George Soros is known as the “man who broke the Bank of England” in the early 1990s, but his main contribution to the financial world is the theory of reflexivity, which claims the following:
- Prices aren’t objective; they’re based on people’s biased perceptions of the future;
- Biased perceptions define people’s buys and sells, so perceptions will influence prices;
- Prices impact perceptions and fundamentals too; therefore perceptions could impact fundamentals.
Soros’s reflexivity theory is also a common-sense explanation of why trends exist and why price momentum could be an excellent equity selection filter.
What happens when the price of a stock makes a new all-time high?
1) The market is considered a feedback mechanism. When prices go up, people assume that their initial investment thesis is right and their expectations justified. They buy more and are joined by even more people wanting to participate in the trend. The fear of missing out is ruling market’s behavior.
2) Higher stock prices mean happy shareholders. Since the manager of our company has made his investors a lot of money, he receives a lot of good faith and patience for future experiments. This manager could make a lot bolder moves and he is given more time to be right.
We have all seen the incredible faith that Amazon’s shareholders have in Jeff Bezos. 16 years after its IPO, Amazon still losses money on the occasional quarter, because it invests heavily in new projects. Amazon missed Wall Street’s earnings expectations in four of its last five reports. Any other stock would have been killed for missing estimates so many times. Not Amazon. Its stock climbed 50% in the past year and a half.
Management is an important part of the fundamentals of one company. When investors trust and believe management, they are willing to give his/her company a lot higher P/E multiple, and for a good reason. Investors tend to trust managers that make them money.
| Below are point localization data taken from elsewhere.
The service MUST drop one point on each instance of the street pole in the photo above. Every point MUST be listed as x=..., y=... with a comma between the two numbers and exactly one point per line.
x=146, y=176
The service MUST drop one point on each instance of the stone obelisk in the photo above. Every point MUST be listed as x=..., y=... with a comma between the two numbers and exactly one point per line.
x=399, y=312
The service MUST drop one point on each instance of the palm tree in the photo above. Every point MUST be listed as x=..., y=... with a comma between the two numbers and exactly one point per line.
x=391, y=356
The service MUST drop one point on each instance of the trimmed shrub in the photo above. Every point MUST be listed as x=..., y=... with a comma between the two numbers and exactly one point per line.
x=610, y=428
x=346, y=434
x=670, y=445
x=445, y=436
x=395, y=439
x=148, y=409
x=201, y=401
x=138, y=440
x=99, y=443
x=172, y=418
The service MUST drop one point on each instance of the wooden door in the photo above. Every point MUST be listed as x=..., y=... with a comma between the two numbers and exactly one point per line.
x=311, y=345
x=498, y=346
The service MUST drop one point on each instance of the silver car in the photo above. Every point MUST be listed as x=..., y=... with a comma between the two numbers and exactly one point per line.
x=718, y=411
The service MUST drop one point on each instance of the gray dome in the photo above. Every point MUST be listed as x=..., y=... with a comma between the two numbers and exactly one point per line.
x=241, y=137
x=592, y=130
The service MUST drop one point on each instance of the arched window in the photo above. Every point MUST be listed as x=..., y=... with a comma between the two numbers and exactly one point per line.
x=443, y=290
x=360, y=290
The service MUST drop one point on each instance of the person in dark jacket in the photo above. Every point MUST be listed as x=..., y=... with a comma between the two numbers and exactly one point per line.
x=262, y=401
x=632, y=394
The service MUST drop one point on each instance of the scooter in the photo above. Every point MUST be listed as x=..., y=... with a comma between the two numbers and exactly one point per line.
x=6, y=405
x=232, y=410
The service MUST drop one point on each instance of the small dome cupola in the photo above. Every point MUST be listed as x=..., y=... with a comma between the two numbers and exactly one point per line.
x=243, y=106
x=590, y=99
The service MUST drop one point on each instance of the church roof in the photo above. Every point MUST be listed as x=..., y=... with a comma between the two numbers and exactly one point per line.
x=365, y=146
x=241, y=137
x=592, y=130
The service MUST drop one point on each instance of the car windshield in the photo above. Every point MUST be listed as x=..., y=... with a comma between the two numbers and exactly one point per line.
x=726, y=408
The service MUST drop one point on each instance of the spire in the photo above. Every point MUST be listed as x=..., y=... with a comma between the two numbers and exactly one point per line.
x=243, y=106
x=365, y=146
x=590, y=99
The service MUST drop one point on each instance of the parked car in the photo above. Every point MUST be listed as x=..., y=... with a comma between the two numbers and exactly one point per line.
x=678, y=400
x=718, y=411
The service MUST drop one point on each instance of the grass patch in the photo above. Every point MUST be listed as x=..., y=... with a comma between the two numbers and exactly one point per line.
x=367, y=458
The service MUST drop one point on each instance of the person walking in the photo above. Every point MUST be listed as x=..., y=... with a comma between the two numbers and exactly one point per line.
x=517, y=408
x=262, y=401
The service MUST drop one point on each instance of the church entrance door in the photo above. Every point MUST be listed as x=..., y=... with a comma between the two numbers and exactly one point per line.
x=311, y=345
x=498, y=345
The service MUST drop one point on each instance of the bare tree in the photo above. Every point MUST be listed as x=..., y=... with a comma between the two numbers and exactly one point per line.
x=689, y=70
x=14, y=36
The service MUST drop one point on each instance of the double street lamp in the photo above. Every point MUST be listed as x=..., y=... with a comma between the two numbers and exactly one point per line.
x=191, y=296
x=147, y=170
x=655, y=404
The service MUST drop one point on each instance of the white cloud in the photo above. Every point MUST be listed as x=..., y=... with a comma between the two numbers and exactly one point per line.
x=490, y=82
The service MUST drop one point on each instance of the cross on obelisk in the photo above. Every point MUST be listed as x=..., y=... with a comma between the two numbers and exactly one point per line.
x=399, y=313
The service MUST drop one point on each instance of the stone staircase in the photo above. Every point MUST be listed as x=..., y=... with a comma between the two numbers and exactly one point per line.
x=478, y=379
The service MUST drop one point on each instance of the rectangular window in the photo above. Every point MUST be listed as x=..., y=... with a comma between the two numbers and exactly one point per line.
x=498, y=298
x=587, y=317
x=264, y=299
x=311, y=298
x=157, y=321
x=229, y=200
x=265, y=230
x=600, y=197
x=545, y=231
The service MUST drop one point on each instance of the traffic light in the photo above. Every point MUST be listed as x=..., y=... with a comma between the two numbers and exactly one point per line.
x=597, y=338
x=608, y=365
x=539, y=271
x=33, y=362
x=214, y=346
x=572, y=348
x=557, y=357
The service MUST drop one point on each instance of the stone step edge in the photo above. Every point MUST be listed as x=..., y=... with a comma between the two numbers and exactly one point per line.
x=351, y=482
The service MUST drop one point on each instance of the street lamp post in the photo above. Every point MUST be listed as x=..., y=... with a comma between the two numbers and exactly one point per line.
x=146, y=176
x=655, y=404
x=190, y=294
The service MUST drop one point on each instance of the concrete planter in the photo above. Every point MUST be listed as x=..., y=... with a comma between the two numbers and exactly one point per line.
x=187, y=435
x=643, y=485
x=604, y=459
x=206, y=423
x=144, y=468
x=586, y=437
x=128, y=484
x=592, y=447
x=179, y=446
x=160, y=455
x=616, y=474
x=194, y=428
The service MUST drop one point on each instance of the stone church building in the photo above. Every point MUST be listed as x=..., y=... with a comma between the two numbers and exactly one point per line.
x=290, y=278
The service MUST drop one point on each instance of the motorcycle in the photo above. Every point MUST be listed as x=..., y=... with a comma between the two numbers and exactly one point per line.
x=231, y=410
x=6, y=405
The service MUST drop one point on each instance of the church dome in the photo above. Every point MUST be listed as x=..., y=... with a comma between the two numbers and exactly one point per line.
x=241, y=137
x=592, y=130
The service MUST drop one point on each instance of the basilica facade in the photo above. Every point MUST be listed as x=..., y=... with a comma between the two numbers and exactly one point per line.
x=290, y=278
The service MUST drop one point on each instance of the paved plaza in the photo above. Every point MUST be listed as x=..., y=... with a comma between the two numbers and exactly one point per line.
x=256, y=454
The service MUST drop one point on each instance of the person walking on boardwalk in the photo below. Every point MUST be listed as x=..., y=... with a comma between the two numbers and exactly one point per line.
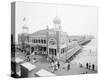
x=68, y=67
x=87, y=65
x=93, y=67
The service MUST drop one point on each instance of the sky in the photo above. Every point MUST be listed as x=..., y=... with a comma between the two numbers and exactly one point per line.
x=75, y=20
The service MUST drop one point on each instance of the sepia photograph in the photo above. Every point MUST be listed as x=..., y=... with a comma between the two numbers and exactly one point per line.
x=53, y=39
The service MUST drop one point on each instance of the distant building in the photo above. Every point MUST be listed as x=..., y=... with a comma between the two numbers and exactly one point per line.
x=52, y=42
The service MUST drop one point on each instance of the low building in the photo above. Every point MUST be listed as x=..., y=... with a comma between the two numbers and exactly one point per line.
x=52, y=42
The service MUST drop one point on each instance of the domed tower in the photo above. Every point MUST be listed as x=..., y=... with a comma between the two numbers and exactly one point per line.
x=57, y=23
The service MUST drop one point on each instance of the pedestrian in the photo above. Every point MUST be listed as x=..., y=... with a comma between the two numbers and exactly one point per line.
x=58, y=65
x=93, y=67
x=87, y=65
x=81, y=65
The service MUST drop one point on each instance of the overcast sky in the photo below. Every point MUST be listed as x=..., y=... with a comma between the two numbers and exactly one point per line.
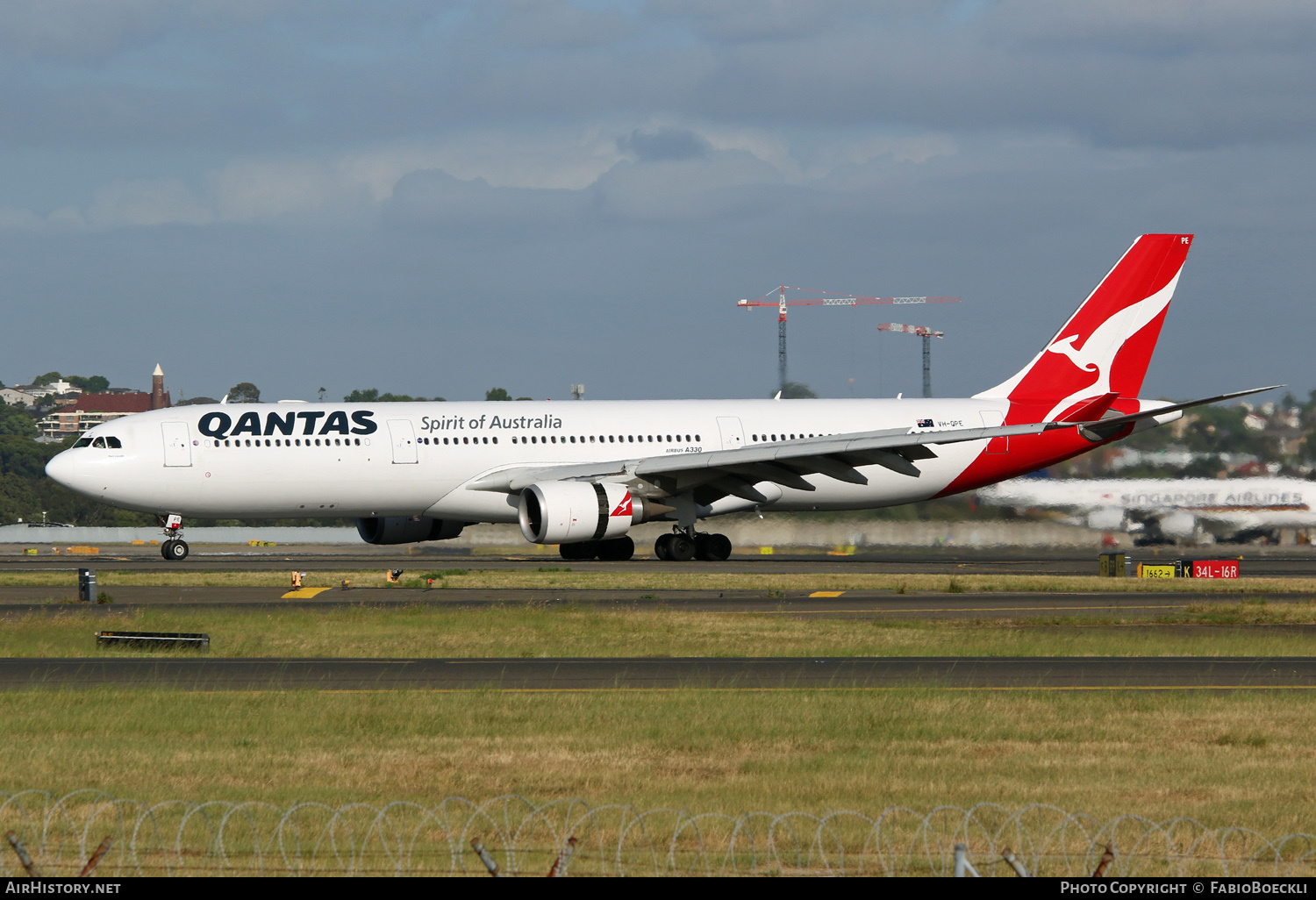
x=439, y=197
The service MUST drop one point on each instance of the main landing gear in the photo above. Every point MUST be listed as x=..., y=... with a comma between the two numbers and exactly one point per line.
x=684, y=545
x=175, y=547
x=613, y=550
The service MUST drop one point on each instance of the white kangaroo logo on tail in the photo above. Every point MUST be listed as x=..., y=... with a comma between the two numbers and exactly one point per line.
x=1098, y=353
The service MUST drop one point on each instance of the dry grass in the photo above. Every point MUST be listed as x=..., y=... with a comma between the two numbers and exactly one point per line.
x=526, y=631
x=560, y=576
x=1223, y=758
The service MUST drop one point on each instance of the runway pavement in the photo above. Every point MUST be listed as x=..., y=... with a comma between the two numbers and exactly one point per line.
x=591, y=674
x=1277, y=562
x=845, y=604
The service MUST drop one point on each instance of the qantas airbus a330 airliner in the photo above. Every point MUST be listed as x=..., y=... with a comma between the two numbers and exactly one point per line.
x=581, y=474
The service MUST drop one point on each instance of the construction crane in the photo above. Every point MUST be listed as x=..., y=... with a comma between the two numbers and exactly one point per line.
x=926, y=334
x=813, y=297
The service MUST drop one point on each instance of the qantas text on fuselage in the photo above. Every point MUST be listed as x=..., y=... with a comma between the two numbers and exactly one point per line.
x=581, y=474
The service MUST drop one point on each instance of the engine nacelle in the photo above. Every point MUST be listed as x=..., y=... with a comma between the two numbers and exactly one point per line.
x=569, y=512
x=1111, y=518
x=407, y=529
x=1179, y=524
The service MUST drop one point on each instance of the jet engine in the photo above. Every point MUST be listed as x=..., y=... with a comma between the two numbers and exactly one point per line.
x=403, y=529
x=1182, y=525
x=569, y=512
x=1110, y=518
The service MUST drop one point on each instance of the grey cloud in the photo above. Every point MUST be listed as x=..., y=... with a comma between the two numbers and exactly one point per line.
x=555, y=24
x=720, y=184
x=761, y=20
x=663, y=144
x=1199, y=75
x=434, y=199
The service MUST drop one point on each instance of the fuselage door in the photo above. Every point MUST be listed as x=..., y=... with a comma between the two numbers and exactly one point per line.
x=732, y=432
x=404, y=441
x=178, y=444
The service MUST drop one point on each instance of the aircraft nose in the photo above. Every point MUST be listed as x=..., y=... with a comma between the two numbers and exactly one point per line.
x=63, y=470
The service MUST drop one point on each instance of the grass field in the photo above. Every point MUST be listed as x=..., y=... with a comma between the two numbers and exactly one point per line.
x=1223, y=758
x=620, y=579
x=524, y=631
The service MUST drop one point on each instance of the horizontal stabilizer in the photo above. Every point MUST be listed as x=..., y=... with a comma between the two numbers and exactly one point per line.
x=1103, y=428
x=1091, y=411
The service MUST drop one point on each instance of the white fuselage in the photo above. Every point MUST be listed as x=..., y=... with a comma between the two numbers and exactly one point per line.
x=1237, y=503
x=336, y=460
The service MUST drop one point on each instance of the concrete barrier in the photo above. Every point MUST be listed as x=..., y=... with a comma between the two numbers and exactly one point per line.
x=779, y=531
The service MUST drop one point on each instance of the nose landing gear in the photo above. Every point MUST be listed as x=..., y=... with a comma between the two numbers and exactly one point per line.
x=175, y=547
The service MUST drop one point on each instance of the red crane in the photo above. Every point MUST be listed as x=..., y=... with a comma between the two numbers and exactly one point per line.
x=815, y=297
x=926, y=334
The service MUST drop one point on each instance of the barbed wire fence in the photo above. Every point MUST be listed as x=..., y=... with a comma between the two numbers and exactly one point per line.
x=89, y=831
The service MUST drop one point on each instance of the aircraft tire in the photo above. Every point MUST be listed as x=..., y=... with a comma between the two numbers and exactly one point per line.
x=712, y=547
x=618, y=549
x=681, y=549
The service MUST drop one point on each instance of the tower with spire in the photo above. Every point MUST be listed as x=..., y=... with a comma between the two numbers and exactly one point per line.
x=158, y=397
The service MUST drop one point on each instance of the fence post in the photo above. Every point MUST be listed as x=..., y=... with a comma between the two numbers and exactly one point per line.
x=23, y=854
x=1008, y=855
x=560, y=865
x=97, y=857
x=1107, y=858
x=962, y=865
x=486, y=858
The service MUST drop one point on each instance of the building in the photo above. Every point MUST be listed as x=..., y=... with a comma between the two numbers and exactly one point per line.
x=94, y=410
x=44, y=389
x=12, y=396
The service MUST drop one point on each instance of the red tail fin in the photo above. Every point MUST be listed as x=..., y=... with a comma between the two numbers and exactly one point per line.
x=1107, y=345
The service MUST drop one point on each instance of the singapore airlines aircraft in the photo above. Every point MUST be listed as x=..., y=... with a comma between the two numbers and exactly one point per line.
x=1160, y=510
x=581, y=474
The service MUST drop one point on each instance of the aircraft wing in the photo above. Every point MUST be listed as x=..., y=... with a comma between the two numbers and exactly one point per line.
x=1105, y=428
x=784, y=462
3) The company could use its appreciated stock as a currency in order to acquire smaller competitors and the best human talent in its respective field, which makes it a lot stronger, functionally and operationally. We see how Google is scooping up many of the best engineers in the world. We see how Salesforce is incredibly active on the acquisition field. Better people, new and better products, less competitors are all factors that actually improve company’s fundamentals and they could be all derived from higher stock prices. The improved fundamentals attract a completely new set of buyers, which props the prices even higher.
And all of this could be started with just a good story about a better future. This is how perceptions become a reality.
Prices change when expectations change and expectations change when prices change. A good story that could capture the imagination could change expectations. The dream of future profits is what excites people, not the reality.
This is how momentum works, but the process does not last forever. People’s expectations about the future don’t always come true. The market constantly tries to discount events that have not happened yet. As a result, it will sometimes discount events that will never happen. The market is forward looking, but in the same time it is constantly looking for a feedback: in short-term perspective from price; in longer-term perspective – from fundamentals.
Sometimes, expectations turn into a self-fulfilling prophecy and end up impacting fundamentals. More often than not, the discounted future is way too optimistic or pessimistic. It is human nature to over-discounts identified risks and opportunities. When the market realizes that it is not right, it just gaps in the other direction and starts the process of correcting its mistake – that process is usually a lot more violent and quicker.